From that moment on, fashion changed forever and the meaning of luxury was redefined. Every brand, sooner or later, was required to join the digital revolution. One example of this could be the French brand, Céline. This minimalist fashion house targeted powerful and intellectual (yet feminine) women who prefer not to flaunt. The artistic director (over a decade), Phoebe Philo, was not a big fan of social media and so Céline was one of the latest entrants to the digital world, joining Instagram only in 2017. Months after, Philo left, and Hedi Slimane took the reins of the firm, deconstructing everything that the brand stood for and transforming it into a digital success. 

During the last few years, the emergence of digital-based fashion brands, the boost of luxury-oriented fashion e-tailers and brand’s e-commerces, the speeded up production of digital content and the dawn of influencer culture, and the increased importance of data, have been at the core of the conversation within the fashion industry, and the new reality of fashion practitioners. 

Designers needing to be able to build an appealing image in social media, magazines needing to implement digital and social strategies as part of their media plans, live streaming fashion shows (and backstage content) on different social media platforms having become a new rule, the number of followers that an influencer or a model can reach becoming more important than their skills… All these new needs have, thus, shaped a new (digital) reality that has been embraced (and adopted) by fashion lovers as well as fashion businesses. 

However, 2020 has pushed fashion (as many other industries) to shift toward an even more digitally-focused panorama. Living in a moment when the physical is restricted and almost cancelled; fashion shows, fashion events and fashion’s mode of production have been re-invented in order to meet the restrictions and adapt to what people are experiencing at this very moment. 

Cancelling, for the first time in many decades, 2020 fashion weeks, has compelled brands and marketing leaders to reassess the way of envisioning collections and reinvent their creativity; bringing about the so-called Digital Fashion Weeks (organized differently in each fashion capital), but especially, new bold (socially- and culturally-oriented) ways of engaging and connecting with a public that must stay at home and have no access to cultural nor leisure activities. 

We can take the example of two world leading brands, such as Loewe and Marni.
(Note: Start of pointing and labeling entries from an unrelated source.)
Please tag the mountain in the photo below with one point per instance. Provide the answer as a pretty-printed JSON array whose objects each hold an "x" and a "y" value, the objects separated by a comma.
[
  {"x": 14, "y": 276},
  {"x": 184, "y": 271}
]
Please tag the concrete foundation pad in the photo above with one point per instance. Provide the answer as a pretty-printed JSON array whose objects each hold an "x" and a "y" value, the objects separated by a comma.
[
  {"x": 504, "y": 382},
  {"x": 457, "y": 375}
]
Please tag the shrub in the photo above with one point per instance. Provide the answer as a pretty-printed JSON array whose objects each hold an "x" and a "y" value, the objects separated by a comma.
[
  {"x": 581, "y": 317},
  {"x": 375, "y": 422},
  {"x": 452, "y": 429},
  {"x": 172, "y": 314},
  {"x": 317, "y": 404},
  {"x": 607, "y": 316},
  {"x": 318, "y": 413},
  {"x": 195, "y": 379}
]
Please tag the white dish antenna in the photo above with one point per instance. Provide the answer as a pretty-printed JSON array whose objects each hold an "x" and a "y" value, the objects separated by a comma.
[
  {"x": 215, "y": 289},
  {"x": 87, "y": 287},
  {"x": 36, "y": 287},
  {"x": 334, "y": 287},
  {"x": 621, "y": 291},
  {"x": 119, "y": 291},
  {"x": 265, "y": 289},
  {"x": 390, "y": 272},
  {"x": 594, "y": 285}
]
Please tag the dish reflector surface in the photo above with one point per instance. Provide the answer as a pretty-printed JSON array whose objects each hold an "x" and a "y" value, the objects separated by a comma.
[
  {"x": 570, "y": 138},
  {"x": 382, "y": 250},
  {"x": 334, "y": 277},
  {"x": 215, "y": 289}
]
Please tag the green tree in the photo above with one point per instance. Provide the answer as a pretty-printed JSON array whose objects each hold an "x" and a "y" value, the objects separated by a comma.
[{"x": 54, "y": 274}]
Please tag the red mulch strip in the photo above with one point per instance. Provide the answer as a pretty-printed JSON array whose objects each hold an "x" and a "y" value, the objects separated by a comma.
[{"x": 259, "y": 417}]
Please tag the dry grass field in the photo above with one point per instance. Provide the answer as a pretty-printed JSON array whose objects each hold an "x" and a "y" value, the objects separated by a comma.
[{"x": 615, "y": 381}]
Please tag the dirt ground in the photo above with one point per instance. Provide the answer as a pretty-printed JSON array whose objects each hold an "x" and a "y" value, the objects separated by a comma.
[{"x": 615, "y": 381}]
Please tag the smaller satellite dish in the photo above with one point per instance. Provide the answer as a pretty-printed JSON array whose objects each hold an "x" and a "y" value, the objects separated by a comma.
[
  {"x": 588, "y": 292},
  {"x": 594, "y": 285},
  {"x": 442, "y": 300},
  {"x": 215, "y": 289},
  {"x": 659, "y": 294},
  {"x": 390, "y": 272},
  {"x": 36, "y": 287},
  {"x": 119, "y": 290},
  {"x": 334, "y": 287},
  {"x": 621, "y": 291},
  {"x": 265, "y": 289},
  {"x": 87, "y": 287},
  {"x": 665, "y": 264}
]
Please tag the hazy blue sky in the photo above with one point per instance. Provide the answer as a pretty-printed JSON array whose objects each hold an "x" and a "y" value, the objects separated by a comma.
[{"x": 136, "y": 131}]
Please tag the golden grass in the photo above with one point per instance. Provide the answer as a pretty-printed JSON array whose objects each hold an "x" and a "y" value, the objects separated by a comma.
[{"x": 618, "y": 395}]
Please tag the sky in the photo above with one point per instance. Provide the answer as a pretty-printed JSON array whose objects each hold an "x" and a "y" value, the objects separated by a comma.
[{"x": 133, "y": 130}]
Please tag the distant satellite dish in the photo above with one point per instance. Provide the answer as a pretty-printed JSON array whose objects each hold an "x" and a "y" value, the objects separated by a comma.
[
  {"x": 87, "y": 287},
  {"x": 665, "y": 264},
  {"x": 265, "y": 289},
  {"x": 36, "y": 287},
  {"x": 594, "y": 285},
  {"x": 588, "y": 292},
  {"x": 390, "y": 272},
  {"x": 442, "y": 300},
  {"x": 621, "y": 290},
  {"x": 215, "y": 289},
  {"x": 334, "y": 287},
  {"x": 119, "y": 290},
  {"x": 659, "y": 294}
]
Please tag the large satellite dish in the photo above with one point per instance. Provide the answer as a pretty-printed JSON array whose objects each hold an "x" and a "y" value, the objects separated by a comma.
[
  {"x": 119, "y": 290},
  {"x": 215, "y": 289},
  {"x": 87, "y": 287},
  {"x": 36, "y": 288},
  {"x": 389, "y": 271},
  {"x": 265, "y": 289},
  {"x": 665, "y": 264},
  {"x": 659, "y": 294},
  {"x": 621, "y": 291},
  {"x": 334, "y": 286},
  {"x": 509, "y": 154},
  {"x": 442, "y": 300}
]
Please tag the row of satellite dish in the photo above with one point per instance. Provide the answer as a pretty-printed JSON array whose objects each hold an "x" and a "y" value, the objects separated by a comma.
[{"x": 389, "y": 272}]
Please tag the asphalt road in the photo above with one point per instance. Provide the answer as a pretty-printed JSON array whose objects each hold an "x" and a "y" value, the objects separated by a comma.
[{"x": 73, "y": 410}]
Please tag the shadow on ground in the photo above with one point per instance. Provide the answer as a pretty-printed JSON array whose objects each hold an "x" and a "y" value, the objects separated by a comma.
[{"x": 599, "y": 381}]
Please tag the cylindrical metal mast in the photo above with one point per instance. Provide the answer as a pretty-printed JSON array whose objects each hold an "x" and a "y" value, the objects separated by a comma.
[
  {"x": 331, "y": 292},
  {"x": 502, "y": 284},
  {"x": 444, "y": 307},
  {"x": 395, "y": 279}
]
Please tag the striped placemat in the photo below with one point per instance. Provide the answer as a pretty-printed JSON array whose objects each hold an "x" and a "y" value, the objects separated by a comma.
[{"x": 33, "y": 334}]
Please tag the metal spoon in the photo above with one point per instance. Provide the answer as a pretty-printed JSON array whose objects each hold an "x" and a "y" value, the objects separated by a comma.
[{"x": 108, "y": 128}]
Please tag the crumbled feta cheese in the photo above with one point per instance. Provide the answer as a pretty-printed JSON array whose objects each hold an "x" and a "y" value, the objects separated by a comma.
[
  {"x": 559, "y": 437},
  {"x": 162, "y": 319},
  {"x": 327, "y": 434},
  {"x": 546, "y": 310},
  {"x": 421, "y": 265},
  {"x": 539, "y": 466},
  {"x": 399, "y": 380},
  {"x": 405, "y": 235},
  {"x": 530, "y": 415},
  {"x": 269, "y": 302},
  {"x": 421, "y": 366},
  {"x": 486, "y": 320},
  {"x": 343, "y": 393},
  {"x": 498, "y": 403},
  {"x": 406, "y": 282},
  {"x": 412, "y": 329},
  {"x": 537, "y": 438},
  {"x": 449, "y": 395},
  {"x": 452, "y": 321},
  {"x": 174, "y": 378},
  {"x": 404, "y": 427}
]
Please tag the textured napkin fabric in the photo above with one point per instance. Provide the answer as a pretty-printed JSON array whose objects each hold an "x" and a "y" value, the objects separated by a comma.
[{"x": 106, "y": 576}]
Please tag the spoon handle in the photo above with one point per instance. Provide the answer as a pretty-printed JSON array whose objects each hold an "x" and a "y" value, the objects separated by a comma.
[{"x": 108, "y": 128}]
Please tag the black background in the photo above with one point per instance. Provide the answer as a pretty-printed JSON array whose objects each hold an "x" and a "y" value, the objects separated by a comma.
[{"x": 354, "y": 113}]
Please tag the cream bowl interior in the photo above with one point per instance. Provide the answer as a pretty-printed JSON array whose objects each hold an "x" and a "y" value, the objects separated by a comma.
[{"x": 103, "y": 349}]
On the one hand, Jonathan Anderson introduced us to Loewe’s SS 2021 men’s and women’s runway with a 24-hours live streaming, featuring creatives across different cultural fields talking about their practices, performing… On the other hand, Francesco Risso decided to present Marni’s SS2 collection in an experimental and un-scripted short film that portrays the beauty of the daily life of different people from around the world shot by their close friends and family wearing the brand’s, remarkably colorful and vibrant, collection.

Therefore, we could state that Fashion has reached a point where social media platforms have attained the power to, not only reproduce realities (clothes) and globally spread them through digital mediums, reaching a broader population of potential consumers (and fans); but to produce the actual realities (digital universes) that, afterwards, translate into the physical ones (wearable garments). In other words, the garments themselves have lost importance, being the associated meanings and their digital prominence what matters the most.

Have digital realities taken over our own realities? 

Do realities that are not digital even exist for us?